Some have been on immigration visas, and instantly apprehensive about having the ability to stay within the nation, pay lease and maintain their households, Haney mentioned.
“We’ve referred to it because the ‘Twitter layoff invoice’ for months,” mentioned Nate Allbee, a Haney spokesperson.
“San Francisco makes lots of concessions with taxes and advantages to get tech firms to return right here,” Allbee mentioned. “But when out of nowhere staff are dropped — it may imply we lose our greatest property, the employees, to different states and cities.”

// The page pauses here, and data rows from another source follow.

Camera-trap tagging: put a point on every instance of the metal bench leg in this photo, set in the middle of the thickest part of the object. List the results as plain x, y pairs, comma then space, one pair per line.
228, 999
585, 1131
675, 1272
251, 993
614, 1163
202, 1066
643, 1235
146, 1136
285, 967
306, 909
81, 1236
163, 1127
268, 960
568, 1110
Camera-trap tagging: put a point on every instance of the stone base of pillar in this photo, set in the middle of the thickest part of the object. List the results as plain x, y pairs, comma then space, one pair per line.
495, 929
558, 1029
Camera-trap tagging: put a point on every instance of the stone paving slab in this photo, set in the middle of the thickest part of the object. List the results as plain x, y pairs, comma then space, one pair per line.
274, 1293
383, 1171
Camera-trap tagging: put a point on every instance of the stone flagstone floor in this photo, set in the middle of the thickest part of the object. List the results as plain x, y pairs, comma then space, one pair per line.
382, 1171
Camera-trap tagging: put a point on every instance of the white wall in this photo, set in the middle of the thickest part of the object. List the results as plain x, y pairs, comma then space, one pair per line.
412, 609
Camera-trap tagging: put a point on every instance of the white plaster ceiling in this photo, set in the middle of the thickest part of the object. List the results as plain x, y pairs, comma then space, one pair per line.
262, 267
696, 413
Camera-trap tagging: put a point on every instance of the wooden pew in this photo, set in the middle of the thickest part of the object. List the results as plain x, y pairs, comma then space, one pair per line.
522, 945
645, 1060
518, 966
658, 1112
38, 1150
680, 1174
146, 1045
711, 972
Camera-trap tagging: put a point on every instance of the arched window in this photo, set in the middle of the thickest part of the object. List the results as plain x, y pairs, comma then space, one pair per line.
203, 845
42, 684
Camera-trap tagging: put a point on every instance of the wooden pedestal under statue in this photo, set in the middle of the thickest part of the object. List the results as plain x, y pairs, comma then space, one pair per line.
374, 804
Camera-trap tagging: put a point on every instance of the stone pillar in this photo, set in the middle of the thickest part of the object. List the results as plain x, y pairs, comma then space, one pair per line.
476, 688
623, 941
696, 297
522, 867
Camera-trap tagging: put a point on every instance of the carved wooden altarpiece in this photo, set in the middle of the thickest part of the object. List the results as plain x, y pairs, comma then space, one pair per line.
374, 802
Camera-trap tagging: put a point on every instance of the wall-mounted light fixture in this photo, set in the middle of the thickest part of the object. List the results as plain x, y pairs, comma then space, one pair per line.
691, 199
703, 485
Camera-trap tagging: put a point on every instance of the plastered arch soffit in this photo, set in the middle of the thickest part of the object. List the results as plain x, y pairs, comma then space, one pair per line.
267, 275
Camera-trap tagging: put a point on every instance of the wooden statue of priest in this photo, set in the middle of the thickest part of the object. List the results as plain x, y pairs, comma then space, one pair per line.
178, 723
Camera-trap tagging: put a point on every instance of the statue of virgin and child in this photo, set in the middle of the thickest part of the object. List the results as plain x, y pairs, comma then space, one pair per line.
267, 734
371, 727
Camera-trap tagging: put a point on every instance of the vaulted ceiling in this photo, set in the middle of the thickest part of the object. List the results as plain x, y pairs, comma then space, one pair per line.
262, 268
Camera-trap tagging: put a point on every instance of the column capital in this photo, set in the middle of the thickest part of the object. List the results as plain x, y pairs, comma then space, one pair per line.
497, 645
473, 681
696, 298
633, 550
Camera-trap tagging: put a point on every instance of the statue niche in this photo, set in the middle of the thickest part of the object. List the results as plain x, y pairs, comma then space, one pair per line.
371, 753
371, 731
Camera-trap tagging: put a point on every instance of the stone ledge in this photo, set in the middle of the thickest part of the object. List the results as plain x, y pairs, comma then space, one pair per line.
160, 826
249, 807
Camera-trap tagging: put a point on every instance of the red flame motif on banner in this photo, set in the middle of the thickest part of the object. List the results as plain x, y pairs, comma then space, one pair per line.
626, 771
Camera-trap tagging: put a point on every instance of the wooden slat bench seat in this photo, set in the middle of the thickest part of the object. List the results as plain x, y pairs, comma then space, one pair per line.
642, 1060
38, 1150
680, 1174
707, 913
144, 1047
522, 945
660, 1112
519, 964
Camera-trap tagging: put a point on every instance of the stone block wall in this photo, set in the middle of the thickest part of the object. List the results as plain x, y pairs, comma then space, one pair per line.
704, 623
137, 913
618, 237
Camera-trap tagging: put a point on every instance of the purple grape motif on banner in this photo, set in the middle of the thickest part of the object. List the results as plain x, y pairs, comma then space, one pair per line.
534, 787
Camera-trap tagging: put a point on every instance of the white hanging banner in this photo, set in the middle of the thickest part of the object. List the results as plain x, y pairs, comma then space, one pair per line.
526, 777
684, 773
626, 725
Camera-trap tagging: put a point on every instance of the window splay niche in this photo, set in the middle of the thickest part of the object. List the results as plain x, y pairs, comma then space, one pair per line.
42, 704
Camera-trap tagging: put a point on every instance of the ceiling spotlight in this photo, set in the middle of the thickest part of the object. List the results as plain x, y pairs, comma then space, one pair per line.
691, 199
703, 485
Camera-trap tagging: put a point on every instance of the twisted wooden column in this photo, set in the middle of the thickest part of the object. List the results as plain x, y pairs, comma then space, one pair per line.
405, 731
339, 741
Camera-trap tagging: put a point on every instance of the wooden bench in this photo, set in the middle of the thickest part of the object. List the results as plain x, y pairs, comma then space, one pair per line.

The measure additionally expands the WARN Act to use to individuals employed by a labor contractor. For the principles to use to staff of labor contractors, they will need to have labored at the least six of the 12 months and at the least 60 hours previous the date on which a mass layoff discover is required. Language within the invoice clarifies that staff of a labor contractor finishing a short lived mission with an outlined finish date are exempt.
Haney had singled out Twitter for, he mentioned, shedding 4,400 of its 5,500 contract staff with out discover or severance, noting that contract staff typically do the identical work as individuals employed instantly by an organization, however they earn much less, get fewer advantages and have much less profession mobility.

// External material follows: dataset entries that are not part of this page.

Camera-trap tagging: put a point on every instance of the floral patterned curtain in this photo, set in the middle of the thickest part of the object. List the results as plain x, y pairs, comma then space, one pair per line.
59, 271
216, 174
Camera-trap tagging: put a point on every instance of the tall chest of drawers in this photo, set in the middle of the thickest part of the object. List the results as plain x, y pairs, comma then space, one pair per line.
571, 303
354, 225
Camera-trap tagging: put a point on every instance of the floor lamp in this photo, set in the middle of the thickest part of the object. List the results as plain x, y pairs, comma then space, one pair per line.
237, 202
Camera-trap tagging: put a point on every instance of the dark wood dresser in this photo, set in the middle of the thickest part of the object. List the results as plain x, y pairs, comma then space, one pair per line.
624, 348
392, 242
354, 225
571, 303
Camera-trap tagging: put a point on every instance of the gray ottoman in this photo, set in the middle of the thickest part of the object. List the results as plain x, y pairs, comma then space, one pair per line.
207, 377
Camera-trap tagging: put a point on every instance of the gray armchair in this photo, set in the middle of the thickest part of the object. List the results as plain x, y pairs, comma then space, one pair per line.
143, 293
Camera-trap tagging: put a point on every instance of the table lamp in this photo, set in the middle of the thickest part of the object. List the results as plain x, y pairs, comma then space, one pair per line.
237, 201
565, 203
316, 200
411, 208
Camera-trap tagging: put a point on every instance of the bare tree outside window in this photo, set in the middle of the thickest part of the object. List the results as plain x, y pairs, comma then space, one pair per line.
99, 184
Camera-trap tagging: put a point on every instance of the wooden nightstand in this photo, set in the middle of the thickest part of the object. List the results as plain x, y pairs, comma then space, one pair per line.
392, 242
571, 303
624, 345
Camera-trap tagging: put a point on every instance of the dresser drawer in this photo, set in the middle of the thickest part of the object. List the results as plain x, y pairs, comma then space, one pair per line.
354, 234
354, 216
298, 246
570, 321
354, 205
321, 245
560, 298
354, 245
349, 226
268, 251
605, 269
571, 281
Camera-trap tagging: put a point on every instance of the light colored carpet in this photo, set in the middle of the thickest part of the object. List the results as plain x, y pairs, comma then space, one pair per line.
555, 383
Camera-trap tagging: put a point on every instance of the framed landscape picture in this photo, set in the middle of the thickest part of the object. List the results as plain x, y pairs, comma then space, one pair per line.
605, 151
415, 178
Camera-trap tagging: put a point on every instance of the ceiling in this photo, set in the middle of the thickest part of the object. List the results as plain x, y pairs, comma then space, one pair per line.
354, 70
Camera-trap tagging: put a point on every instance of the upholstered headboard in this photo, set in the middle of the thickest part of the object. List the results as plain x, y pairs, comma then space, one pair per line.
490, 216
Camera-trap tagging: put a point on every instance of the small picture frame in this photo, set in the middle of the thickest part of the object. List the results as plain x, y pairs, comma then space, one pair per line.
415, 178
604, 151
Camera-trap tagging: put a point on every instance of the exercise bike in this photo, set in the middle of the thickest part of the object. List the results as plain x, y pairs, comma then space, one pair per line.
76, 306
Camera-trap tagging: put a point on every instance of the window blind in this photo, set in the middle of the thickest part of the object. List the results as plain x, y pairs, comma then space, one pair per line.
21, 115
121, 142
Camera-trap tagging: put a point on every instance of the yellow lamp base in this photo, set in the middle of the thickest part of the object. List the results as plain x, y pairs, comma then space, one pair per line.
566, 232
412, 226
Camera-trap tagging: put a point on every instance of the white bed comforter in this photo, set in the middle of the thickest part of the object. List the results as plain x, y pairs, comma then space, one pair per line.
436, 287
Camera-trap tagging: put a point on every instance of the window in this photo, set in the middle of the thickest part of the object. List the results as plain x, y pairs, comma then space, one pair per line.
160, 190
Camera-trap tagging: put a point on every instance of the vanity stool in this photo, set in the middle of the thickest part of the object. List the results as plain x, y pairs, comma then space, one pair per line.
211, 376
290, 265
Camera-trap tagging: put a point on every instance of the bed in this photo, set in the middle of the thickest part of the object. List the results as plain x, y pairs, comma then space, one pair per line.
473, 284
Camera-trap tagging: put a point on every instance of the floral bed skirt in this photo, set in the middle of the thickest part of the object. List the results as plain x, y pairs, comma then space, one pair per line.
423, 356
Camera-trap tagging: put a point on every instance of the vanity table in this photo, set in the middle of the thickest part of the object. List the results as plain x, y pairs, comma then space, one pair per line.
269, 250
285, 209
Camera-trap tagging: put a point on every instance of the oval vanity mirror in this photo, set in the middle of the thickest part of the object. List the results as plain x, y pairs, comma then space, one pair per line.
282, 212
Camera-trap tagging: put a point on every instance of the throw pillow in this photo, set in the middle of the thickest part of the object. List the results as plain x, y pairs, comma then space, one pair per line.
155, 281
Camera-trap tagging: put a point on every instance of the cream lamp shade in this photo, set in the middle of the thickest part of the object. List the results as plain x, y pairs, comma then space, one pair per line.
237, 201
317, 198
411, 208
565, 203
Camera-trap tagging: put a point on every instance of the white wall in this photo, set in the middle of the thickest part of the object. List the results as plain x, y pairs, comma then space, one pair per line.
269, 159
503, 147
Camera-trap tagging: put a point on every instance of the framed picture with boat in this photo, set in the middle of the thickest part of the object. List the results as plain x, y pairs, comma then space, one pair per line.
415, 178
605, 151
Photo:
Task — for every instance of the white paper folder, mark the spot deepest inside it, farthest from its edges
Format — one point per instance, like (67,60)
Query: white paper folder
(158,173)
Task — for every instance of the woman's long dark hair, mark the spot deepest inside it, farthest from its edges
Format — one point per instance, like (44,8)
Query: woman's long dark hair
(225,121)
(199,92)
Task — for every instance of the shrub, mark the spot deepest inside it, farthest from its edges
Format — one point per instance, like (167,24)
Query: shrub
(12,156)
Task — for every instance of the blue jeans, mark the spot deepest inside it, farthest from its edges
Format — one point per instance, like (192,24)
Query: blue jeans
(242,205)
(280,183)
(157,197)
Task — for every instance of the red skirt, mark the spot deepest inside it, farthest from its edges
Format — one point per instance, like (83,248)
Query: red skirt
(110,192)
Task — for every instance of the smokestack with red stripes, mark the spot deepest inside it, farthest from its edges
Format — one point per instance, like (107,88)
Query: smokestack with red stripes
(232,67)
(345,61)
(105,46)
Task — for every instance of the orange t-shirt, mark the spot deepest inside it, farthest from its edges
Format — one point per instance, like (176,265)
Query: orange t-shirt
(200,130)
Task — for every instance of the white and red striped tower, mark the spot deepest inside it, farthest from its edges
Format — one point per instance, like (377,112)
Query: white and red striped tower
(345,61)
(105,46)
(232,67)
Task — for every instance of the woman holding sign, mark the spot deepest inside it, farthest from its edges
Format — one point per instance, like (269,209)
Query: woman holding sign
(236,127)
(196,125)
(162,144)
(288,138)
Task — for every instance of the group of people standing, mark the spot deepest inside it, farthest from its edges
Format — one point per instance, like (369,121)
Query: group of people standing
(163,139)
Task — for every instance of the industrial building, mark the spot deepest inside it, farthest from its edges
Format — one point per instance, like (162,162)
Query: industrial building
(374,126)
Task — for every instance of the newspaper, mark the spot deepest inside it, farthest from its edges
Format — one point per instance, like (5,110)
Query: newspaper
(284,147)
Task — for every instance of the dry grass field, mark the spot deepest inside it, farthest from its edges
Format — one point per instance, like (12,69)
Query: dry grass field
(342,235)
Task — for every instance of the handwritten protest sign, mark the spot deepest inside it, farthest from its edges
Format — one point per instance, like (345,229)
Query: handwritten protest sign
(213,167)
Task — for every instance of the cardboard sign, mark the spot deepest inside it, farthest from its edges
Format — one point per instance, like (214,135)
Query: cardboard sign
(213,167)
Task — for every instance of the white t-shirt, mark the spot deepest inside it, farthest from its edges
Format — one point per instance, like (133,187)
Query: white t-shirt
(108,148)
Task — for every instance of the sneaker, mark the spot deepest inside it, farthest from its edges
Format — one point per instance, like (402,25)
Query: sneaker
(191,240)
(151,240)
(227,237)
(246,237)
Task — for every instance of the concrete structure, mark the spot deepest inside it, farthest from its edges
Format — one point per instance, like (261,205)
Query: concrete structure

The laws additionally prohibits employers from pressuring staff to signal away their rights via waivers, nondisclosure agreements or non-disparagement agreements in trade for severance pay.

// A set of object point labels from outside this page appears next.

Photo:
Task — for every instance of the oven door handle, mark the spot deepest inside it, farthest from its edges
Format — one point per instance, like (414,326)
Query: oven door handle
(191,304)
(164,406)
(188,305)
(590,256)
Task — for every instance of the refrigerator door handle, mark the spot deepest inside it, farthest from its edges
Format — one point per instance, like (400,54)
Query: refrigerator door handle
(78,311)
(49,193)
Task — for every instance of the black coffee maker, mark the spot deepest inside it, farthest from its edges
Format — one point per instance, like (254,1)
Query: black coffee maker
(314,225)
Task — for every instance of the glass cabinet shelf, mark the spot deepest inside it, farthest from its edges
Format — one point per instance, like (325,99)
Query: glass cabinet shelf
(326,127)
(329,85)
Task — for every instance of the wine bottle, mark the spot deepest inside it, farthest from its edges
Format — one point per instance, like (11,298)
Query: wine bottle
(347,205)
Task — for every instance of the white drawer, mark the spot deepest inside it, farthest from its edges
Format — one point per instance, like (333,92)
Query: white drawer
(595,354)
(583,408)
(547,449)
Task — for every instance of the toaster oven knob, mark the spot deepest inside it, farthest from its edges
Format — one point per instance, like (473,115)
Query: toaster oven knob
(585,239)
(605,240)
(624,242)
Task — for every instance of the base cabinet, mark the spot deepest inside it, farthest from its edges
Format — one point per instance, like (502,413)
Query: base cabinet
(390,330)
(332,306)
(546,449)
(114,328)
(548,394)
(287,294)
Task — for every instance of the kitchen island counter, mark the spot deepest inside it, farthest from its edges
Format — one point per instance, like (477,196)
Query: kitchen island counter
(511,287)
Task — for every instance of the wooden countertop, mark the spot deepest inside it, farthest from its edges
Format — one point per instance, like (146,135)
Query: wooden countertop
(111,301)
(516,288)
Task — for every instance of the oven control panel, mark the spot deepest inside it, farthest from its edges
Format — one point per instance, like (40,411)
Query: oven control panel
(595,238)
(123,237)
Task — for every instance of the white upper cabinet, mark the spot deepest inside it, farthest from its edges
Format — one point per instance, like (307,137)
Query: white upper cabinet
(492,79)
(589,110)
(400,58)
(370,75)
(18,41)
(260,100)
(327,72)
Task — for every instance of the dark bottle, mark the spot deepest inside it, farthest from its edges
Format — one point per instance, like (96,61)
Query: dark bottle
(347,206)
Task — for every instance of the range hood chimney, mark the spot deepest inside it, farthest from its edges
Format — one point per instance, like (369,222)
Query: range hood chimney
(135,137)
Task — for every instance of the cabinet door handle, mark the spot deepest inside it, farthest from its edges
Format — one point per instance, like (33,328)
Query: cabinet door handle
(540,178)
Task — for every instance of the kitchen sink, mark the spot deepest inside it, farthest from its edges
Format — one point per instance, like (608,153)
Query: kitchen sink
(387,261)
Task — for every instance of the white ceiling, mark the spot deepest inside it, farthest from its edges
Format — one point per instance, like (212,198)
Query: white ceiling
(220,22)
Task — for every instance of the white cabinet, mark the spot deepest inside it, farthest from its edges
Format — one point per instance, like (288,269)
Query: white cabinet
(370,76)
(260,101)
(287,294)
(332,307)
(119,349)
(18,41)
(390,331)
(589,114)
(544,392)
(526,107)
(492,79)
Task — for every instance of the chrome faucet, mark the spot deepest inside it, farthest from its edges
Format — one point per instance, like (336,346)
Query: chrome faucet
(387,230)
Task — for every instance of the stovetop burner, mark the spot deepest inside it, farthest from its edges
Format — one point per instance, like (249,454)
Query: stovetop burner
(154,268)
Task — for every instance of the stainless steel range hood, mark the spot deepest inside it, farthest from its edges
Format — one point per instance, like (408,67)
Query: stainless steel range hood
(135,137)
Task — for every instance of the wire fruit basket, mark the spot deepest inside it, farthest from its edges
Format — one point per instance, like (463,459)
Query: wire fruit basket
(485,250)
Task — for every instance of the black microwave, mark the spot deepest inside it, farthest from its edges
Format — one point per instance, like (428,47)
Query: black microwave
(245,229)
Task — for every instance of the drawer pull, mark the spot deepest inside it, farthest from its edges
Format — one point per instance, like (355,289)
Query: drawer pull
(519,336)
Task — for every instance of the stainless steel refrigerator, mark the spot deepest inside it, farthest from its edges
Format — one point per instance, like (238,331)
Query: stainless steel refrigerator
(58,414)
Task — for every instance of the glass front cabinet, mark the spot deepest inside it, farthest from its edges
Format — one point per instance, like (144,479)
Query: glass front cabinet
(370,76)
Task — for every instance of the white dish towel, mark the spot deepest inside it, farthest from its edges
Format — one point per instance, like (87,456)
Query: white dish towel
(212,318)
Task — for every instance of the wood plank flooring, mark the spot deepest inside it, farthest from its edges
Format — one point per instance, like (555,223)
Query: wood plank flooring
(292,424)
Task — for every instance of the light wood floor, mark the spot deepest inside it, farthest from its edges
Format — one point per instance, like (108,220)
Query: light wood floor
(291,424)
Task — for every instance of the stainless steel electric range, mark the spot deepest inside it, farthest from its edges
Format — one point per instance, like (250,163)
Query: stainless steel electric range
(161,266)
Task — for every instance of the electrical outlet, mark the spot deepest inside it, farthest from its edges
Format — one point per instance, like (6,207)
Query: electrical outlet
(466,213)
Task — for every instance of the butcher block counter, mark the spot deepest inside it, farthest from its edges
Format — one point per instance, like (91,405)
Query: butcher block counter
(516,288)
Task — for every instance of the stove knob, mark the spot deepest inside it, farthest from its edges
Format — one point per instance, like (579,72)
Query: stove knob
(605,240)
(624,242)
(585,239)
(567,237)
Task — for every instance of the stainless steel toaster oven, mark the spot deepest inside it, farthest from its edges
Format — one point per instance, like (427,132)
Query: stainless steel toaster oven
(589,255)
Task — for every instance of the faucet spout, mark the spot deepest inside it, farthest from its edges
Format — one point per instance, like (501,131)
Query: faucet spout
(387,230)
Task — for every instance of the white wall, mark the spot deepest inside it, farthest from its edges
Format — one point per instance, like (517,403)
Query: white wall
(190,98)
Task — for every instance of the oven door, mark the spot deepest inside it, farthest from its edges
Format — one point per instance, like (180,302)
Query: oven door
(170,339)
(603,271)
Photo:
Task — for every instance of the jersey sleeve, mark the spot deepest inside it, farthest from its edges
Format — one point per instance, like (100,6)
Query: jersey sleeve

A slew of employment payments
The Legislature additionally authorised a invoice on Tuesday to require employers to develop office violence prevention plans.
Final week the Legislature handed Senate Invoice 403, which might amend the California Honest Employment and Housing Act to ban discrimination in opposition to staff based mostly on their caste.
The caste discrimination invoice was partly prompted by allegations that an engineer at Cisco’s San Jose headquarters confronted discrimination as a result of he’s a Dalit Indian. Dalits, as soon as known as “untouchables,” have lengthy been on the backside of India’s social hierarchy and inequities and violence in opposition to Dalits persist in lots of South Asian communities. California regulators sued Cisco over the allegations in 2020.
Main pay boosts for fast-food, healthcare staff
California fast-food staff are poised to win main pay will increase below a deal introduced Monday by SEIU California and fast-food firms, following a multiyear battle over measures the union pushed to spice up pay and enhance situations broadly for low-wage staff at chain eating places throughout the state.
The 2 sides agreed to set a minimal wage of $20 an hour beginning in April 2024 at fast-food restaurant chains with greater than 60 places nationwide. That’s a giant enhance from the state minimal wage, which might be $16 an hour subsequent 12 months.
Underneath the deal, restaurateurs agreed to scrap an industry-supported referendum that halted a regulation looking for to provide fast-food staff a seat on the desk in negotiating higher wages and office situations.
Restaurateurs acquired some issues in return. The deal scuttles metropolis or county efforts to pursue increased wage boosts till the settlement expires in 2029. And a push to carry firms collectively chargeable for franchisees’ labor violations gained’t proceed.
A separate settlement between SEIU California and healthcare {industry} gamers ought to give California healthcare staff a $25 minimal wage, barring any main hiccups. The {industry} agreed to the rise in trade for a 10-year moratorium on native measures that purpose to extend compensation for medical staff, in line with CalMatters.
The deadline to move payments throughout the present session of the California Legislature is Friday. Gov. Newsom can have till Oct. 14 to signal the ultimate batch of payments, approve the payments with out signing them, or veto the payments.